We had a competition in April asking for your memories of Miami Beach. The requirements were to write a 500 word essay about your favorite Miami Beach memory. We would like to share the winning essay with you. Be sure to follow this Visual Memoirs Project on Facebook to see who is being interviewed and to follow all the exciting updates.
MEMORIES of MIAMI BEACH
by Sheryl Gold
The stately Roney Plaza hotel, built in 1925-26, was located at 23rd and Collins, facing the Altantic. An enormous structure, designed in Mediterranean revival style by Schultze and Weaver, the "Roney" was the grand dame of
Miami Beach hotels...like the Biltmore in Coral Gables and The Breakers in
The hotel was a standout for several reasons: its flamingo pink color, huge size, towering height, architecture and unique amenities. It was a real tragedy when, in 1968, the city permitted new owners to demolish this landmark. Of course, this was before preservationists found their voice.

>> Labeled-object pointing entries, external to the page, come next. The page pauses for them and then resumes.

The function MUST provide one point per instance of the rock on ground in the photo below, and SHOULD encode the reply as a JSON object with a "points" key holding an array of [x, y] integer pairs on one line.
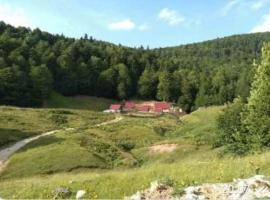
{"points": [[80, 194], [256, 187]]}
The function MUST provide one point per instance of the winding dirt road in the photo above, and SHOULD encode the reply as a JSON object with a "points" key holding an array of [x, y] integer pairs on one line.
{"points": [[7, 152]]}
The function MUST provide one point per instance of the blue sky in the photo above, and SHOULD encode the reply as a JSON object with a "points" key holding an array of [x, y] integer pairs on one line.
{"points": [[156, 23]]}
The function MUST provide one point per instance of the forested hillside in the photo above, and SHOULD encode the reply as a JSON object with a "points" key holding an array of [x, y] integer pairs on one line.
{"points": [[35, 63]]}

I grew up on Miami Beach from the age of four, not far from the Roney. My best friend Bonnie (half-sister of former Miami Beach mayor Mel Richard) and I played in the hotel garden. After school, we would walk along the promenade from her home in the Francis I DuPont & Co. building, a beautiful limestone structure, to the hotel. Once there, we would romp among cages with exotic birds and fountains. The Roney garden was its own tropical paradise...a combination of botanical garden and parrot jungle. What an enchanting playground!
The Roney wasn't the only place where we could interact with colorful birds. Live macaws and other multi colored birds greeted moviegoers from their perches in the lobby of the Carib Theatre on Lincoln Road. They complemented stylized fish designs, natural stone walls, miniature waterfalls, fountains, plantings and sea and wave motifs. When I grew up, I worked at WTVJ, Florida's first TV station, owned by Mitchell Wolfson, the man who had the vision to build this tropical movie palace. One of my first responsibilities was as "gatekeeper" of the tickets to the Jackie Gleason show at the Miami Beach Auditorium.

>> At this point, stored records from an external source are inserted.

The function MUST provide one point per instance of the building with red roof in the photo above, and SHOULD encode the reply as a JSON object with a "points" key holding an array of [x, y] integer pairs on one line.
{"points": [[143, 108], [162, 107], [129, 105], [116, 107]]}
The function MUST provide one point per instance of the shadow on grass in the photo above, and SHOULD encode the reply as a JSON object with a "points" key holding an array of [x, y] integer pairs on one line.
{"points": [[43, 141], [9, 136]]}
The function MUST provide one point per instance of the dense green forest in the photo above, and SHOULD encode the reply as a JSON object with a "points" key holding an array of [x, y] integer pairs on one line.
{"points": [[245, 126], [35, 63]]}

Continuing with the bird theme, just down the street at Collins and Lincoln, was Pickin' Chicken, a restaurant featuring fried chicken that had folks standing in line.

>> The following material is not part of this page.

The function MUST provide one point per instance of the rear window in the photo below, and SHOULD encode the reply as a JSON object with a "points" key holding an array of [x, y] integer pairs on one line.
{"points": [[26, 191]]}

We not only lived on a barrier island...we rarely ventured off the island.
As youngsters, we flourished in our natural surroundings in spite of the
challenges of living in the tropics with undeveloped swampland and without air conditioning. We were covered constantly with calamine lotion to soothe prickly heat and mosquito bites. In retrospect, the most harmful side effect was our exposure to DDT spraying by low flying planes.
To end on a positive note, growing up in this abundant Eden led to my environmental activism and advocacy for our urban forest. Being introduced at a young age to the abundant wonders of nature--flora and fauna, sun and sand, and the endless ebb and tide of the ocean-- instilled in me a heightened awareness of the delicate balance between our natural resources and development.
Miami Beach remains a barrier island, with a location and geographic limitations that influence how best to ensure its sustainability. I'm hopeful that all who love this special place in the sun will be good stewards, now and into the future.